DefinePK

Abstract

Tinospora cordifolia, a well-known medicinal plant, has been traditionally used for its wide range of therapeutic properties, including antidiabetic effects. In this study, we investigated the potential of five key chemical constituents of Tinospora cordifolia—10-Hydroxycolumbin, 11-Hydroxymustakone, 20-Beta-Hydroxyecdysone, 8-Hydroxytinosporide, and AMRITOSIDE-A—as inhibitors of dipeptidyl peptidase-4 (DPP-4), a key enzyme in glucose metabolism. Molecular docking simulations were performed using AutoDock VINA, and the results were analyzed for binding affinity, hydrogen bonding, and hydrophobic interactions.

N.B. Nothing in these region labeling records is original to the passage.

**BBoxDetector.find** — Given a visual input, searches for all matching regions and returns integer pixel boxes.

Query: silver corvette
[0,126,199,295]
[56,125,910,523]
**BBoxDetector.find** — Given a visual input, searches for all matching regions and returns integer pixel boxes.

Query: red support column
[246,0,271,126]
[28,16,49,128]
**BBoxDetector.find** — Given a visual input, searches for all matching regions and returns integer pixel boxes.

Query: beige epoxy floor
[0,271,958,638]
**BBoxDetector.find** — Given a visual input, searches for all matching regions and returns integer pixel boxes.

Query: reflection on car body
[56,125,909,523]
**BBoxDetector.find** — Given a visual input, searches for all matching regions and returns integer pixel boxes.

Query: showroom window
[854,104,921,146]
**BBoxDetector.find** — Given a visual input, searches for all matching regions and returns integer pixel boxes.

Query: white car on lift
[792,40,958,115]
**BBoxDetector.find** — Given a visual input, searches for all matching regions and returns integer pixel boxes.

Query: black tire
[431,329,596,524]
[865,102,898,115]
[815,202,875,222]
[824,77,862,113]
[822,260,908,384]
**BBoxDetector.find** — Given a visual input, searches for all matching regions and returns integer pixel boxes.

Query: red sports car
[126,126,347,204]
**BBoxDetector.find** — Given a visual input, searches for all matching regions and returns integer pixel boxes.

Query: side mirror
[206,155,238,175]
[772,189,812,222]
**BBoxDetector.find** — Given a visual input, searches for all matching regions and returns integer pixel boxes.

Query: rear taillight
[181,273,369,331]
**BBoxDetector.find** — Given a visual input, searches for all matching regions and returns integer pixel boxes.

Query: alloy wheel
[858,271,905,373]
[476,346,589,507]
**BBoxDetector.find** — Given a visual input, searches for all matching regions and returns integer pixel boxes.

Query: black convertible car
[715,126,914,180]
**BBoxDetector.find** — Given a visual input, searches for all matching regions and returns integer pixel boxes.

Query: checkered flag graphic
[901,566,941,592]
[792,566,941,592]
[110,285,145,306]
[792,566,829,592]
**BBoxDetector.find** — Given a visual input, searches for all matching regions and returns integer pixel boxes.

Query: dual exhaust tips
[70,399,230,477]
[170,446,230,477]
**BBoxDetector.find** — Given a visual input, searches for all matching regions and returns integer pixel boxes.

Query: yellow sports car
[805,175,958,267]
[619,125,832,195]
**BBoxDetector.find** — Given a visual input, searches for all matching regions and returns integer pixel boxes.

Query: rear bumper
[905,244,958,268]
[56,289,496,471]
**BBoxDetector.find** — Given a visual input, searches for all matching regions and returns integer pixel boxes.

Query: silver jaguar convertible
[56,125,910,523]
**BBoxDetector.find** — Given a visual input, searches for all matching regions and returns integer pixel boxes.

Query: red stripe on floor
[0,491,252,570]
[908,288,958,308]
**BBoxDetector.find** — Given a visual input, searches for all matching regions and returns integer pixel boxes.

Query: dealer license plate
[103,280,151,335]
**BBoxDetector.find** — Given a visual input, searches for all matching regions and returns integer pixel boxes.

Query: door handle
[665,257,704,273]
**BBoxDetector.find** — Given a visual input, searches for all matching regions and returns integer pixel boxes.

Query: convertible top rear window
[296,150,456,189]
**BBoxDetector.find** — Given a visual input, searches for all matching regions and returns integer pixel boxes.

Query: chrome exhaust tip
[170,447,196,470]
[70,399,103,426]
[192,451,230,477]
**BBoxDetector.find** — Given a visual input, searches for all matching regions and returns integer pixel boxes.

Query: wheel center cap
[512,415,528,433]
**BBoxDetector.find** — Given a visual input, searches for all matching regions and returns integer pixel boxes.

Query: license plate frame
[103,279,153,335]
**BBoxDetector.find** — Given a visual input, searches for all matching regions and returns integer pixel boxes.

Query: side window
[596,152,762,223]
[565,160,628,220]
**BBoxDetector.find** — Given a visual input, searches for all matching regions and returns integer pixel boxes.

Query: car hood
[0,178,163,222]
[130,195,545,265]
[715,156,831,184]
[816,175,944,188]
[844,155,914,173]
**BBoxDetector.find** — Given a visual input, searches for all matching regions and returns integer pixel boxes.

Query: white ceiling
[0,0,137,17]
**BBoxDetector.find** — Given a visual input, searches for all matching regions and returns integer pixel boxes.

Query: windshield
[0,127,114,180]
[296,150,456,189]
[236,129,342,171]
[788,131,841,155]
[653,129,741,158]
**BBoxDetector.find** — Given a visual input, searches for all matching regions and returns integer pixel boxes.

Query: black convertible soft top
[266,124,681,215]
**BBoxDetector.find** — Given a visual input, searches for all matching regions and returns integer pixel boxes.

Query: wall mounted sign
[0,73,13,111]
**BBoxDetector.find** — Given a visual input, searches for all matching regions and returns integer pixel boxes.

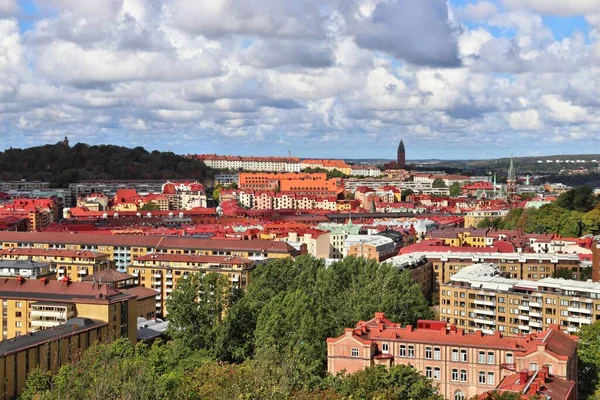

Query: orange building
[327,313,578,400]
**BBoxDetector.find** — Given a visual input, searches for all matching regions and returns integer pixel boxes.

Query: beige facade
[439,264,600,334]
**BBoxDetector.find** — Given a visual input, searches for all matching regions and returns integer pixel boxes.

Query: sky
[0,0,600,159]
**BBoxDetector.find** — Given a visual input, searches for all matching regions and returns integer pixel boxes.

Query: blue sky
[0,0,600,158]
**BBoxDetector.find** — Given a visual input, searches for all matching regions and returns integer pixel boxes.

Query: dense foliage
[496,186,600,237]
[0,143,212,187]
[23,256,442,400]
[167,256,433,389]
[21,339,443,400]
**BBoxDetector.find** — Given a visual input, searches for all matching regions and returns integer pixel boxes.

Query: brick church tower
[396,139,406,169]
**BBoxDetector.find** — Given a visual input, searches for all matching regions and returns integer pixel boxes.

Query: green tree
[442,181,460,197]
[431,178,448,188]
[139,201,160,211]
[166,272,238,349]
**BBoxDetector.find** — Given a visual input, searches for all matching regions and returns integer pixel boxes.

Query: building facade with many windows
[440,264,600,334]
[327,313,577,400]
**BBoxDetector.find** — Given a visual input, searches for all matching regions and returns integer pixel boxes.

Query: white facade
[198,154,300,172]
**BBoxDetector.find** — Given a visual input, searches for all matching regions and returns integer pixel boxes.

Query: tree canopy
[0,143,213,187]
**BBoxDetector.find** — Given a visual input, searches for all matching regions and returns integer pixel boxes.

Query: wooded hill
[0,142,213,187]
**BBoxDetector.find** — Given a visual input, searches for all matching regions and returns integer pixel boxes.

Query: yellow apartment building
[439,263,600,334]
[127,253,255,316]
[0,232,300,271]
[0,247,112,281]
[0,277,137,342]
[0,318,111,400]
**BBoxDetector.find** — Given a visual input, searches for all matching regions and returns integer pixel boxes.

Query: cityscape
[0,0,600,400]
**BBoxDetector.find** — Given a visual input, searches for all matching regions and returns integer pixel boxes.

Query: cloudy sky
[0,0,600,159]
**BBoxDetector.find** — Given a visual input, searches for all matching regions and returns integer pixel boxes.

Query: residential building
[0,232,299,271]
[127,253,255,316]
[0,247,113,282]
[465,208,510,228]
[0,277,137,342]
[0,259,56,279]
[344,235,397,261]
[0,318,112,400]
[439,263,600,334]
[327,313,578,400]
[193,154,300,172]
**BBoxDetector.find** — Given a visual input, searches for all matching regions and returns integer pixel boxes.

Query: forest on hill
[0,142,213,188]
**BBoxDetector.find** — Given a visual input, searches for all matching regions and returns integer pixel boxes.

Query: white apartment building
[195,154,300,172]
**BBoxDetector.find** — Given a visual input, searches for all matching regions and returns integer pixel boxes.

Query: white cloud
[504,110,542,131]
[457,1,498,21]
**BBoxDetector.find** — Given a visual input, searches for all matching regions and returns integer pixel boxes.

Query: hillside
[0,143,213,187]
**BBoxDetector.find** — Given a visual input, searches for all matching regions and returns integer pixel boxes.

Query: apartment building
[0,318,112,400]
[193,154,300,172]
[0,232,300,272]
[0,259,56,279]
[0,277,137,342]
[327,313,578,400]
[344,235,397,261]
[465,209,510,228]
[400,250,589,292]
[127,253,255,316]
[440,263,600,334]
[0,247,113,282]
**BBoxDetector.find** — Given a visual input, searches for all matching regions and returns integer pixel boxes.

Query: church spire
[507,154,517,182]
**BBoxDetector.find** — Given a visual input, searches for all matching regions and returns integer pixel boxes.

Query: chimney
[519,369,529,385]
[375,313,385,323]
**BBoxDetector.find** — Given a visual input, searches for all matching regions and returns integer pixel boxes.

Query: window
[454,390,465,400]
[425,347,431,360]
[529,363,537,371]
[477,351,485,364]
[479,371,485,384]
[452,369,458,382]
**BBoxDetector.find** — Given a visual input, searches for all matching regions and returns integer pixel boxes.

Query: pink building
[327,313,577,400]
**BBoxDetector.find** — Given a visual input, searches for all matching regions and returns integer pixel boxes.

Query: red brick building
[327,313,577,400]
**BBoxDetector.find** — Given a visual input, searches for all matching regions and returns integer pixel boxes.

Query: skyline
[0,0,600,159]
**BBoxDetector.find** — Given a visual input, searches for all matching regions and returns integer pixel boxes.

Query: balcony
[475,309,496,317]
[31,310,75,321]
[31,319,65,328]
[567,307,592,315]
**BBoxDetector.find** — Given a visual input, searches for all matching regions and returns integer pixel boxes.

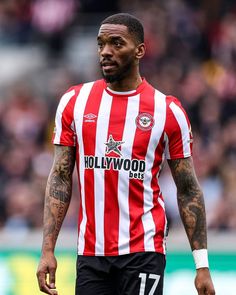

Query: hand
[37,253,58,295]
[195,267,215,295]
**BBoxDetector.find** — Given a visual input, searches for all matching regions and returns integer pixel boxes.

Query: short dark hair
[101,13,144,43]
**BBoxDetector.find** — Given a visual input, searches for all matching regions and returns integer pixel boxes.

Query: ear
[135,43,146,59]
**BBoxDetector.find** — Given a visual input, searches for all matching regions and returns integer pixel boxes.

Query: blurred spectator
[0,0,236,231]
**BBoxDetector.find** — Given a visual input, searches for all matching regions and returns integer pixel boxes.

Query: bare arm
[37,145,75,295]
[168,157,207,250]
[168,157,215,295]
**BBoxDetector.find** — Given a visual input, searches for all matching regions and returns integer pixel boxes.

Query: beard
[101,59,133,83]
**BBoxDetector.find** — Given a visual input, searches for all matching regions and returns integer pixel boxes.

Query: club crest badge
[135,113,155,131]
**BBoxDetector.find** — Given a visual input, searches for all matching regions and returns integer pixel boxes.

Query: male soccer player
[37,13,215,295]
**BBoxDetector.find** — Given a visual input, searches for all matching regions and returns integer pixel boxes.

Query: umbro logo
[84,113,97,122]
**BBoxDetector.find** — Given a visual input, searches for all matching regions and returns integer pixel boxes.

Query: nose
[100,44,113,57]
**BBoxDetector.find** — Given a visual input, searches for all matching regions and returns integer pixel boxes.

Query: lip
[102,64,116,71]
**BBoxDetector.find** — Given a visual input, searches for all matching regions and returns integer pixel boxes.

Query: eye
[114,40,122,47]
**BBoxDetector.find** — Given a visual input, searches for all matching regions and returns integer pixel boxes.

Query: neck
[107,74,142,92]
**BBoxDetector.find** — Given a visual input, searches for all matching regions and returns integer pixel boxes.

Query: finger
[49,268,56,289]
[37,272,57,295]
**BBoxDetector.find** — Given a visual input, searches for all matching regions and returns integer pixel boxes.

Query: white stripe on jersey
[53,89,75,144]
[94,90,112,255]
[158,198,167,254]
[142,91,166,251]
[118,94,140,255]
[74,82,94,254]
[170,101,191,158]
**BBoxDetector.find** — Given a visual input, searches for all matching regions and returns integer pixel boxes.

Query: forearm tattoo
[43,146,75,249]
[169,157,207,250]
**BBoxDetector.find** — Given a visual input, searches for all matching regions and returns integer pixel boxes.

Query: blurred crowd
[0,0,236,231]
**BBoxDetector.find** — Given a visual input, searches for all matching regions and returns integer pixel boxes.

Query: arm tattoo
[43,146,75,249]
[169,157,207,250]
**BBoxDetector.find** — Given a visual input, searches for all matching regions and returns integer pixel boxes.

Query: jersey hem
[77,249,166,257]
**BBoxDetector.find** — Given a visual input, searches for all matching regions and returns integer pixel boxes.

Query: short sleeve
[165,96,193,160]
[52,88,76,146]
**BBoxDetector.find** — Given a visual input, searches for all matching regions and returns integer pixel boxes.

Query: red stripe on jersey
[165,96,184,159]
[60,85,82,146]
[82,81,103,253]
[76,149,83,234]
[151,135,166,253]
[104,96,128,255]
[129,87,154,253]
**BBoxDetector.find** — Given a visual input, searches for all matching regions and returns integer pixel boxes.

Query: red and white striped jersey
[53,79,192,255]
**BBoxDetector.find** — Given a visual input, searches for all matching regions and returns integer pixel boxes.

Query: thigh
[117,252,166,295]
[75,255,113,295]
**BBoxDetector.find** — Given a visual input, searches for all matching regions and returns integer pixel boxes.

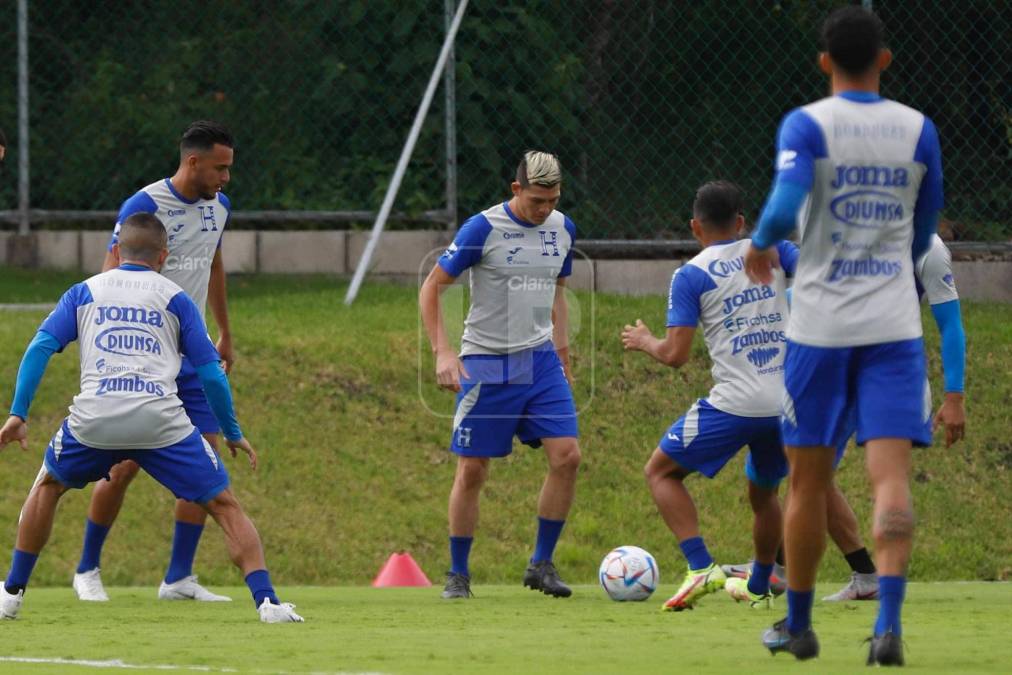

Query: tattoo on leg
[875,509,914,541]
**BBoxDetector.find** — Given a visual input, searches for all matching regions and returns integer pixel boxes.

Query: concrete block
[35,230,81,269]
[257,230,347,274]
[222,230,257,274]
[81,228,112,274]
[348,230,453,277]
[594,260,682,296]
[952,260,1012,303]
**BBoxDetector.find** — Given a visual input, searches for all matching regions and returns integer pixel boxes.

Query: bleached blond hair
[516,150,563,187]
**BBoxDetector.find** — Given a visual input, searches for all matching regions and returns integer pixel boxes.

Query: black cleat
[762,618,819,661]
[868,630,903,666]
[439,572,475,600]
[523,561,573,598]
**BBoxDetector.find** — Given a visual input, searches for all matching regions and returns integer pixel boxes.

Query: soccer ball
[598,546,661,602]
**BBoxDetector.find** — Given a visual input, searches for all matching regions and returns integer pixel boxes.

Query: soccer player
[745,6,942,665]
[724,235,966,602]
[74,120,235,601]
[622,181,797,611]
[0,214,303,623]
[419,151,580,599]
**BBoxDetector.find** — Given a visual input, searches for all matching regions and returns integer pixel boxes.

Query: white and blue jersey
[108,178,232,317]
[776,92,942,347]
[39,265,219,450]
[668,239,797,417]
[438,202,576,356]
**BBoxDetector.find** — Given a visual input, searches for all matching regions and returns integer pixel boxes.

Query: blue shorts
[782,338,931,453]
[176,357,222,434]
[658,399,787,489]
[449,341,579,457]
[45,420,229,503]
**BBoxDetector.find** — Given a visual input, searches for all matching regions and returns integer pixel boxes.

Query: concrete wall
[7,230,1012,303]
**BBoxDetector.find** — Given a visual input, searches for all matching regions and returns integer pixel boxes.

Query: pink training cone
[372,551,432,588]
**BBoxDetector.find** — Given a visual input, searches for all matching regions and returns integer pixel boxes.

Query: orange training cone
[372,551,432,588]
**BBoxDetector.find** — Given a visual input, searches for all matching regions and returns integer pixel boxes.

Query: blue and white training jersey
[439,202,576,356]
[668,239,797,417]
[38,265,219,450]
[108,178,232,317]
[776,92,942,347]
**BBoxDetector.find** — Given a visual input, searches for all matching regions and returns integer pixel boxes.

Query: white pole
[344,0,468,305]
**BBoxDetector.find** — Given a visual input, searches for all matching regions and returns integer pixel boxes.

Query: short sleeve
[917,236,959,305]
[559,216,576,278]
[438,215,492,277]
[668,265,716,328]
[776,241,799,279]
[167,290,221,367]
[774,108,827,191]
[107,190,158,251]
[38,281,94,351]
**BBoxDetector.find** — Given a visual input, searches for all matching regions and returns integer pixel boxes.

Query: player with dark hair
[622,181,797,611]
[74,120,235,601]
[745,6,942,665]
[419,151,580,599]
[0,214,303,623]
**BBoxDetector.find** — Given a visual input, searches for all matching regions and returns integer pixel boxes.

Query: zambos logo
[745,347,780,368]
[95,326,162,356]
[706,256,745,279]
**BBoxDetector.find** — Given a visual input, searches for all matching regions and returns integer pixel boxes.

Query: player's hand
[225,437,256,471]
[0,415,28,450]
[215,335,236,374]
[622,319,654,351]
[745,244,780,283]
[932,392,966,447]
[436,351,470,392]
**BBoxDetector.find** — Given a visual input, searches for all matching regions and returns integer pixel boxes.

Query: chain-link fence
[0,0,1012,240]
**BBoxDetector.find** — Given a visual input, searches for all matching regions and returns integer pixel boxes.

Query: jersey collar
[837,91,882,103]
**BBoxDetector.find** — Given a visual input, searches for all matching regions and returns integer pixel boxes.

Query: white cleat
[74,567,109,602]
[158,574,232,602]
[0,583,24,619]
[257,598,306,623]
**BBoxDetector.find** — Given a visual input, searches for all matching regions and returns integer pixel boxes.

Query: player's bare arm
[552,276,574,386]
[622,319,695,368]
[418,265,468,392]
[207,248,236,374]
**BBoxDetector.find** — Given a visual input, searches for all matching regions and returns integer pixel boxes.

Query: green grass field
[0,582,1012,675]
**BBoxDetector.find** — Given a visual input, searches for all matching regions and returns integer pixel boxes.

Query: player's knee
[874,508,916,545]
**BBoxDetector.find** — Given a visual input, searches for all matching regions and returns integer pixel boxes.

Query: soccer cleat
[257,598,306,623]
[439,572,475,600]
[762,618,819,661]
[724,577,773,609]
[662,563,728,611]
[867,630,903,666]
[74,567,109,602]
[823,572,878,602]
[523,561,573,598]
[721,561,787,597]
[158,574,232,602]
[0,583,24,619]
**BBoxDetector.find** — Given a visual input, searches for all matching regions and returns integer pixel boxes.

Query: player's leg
[132,430,302,623]
[73,461,140,602]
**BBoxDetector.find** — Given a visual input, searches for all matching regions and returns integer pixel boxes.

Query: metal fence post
[17,0,30,235]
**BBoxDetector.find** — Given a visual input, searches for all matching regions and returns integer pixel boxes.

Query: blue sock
[875,577,907,638]
[246,570,281,607]
[678,536,713,570]
[749,561,773,595]
[530,516,566,563]
[4,549,38,595]
[449,536,475,577]
[77,518,110,574]
[787,588,816,636]
[165,520,203,584]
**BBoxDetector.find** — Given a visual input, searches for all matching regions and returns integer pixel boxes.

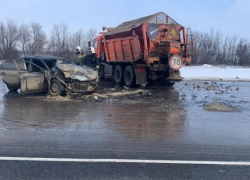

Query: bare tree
[0,19,19,59]
[236,39,250,65]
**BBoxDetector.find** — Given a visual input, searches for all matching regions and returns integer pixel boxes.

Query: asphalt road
[0,81,250,179]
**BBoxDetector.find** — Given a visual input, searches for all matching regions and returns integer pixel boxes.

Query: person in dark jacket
[83,47,100,71]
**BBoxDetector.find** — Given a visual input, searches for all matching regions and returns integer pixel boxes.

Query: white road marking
[0,157,250,166]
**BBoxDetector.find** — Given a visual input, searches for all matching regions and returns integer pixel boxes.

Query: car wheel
[7,86,18,91]
[49,79,64,96]
[124,66,135,87]
[114,65,123,84]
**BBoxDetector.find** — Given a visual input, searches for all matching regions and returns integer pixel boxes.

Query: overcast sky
[0,0,250,40]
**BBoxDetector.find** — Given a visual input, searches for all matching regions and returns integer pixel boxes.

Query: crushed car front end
[50,64,99,94]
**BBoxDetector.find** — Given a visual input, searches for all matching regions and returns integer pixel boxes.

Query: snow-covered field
[181,64,250,81]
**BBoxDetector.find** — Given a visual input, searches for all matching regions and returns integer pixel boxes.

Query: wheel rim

Among the compounds tested, 8-Hydroxytinosporide showed the highest docking score (-9.0 kcal/mol) with extensive interactions, followed by 10-Hydroxycolumbin and 20-Beta-Hydroxyecdysone. The interactions of these compounds with DPP-4 suggest their potential as natural DPP-4 inhibitors. Although Amritoside-A and 11-Hydroxymustakone demonstrated weaker binding affinities, further optimization of these compounds could enhance their activity. This study provides valuable insights into the antidiabetic potential of Tinospora cordifolia and supports its exploration as a source of novel DPP-4 inhibitors for diabetes therapy.